Through writing, you can apply your critical thinking skills to new situations. This opens up a world of new possibilities for you to explore, experiment with, and eventually, master.


Writing is important because it allows you to express yourself creatively. This isn’t always the case, of course, but as a general rule, the more you write, the more you’ll be able to express yourself. If you have a good writing style, this will naturally come through. It’s also important to remember that every individual has the right to express themselves, so long as they’re not hurting someone else or breaching any laws. This is why school administrations may not always support students’ creative impulses.

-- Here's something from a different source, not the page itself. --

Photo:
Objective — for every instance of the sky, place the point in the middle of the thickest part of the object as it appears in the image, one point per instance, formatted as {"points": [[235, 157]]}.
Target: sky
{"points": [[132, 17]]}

When you write, you’re freeing your mind of any previous thoughts and ideas. You’re giving yourself a chance to generate new content and build a new vocabulary. This is important because the more you know, the more you understand. In the same way, the more you write, the more you’ll be able to understand relationships and concepts that you didn’t see before. In other words, it’s like you’re expanding your mind, learning new things.

In a nutshell, writing is important because it allows you to learn in different ways. Whether you prefer a hands-on learning experience or you’d rather do your learning remotely, writing allows you to explore and find the best approach for you. So, the next time someone asks you why you should learn something, it might be worth mentioning that you could potentially learn better by writing about it. At the very least, it’s something new that you could explore and add to your repertoire.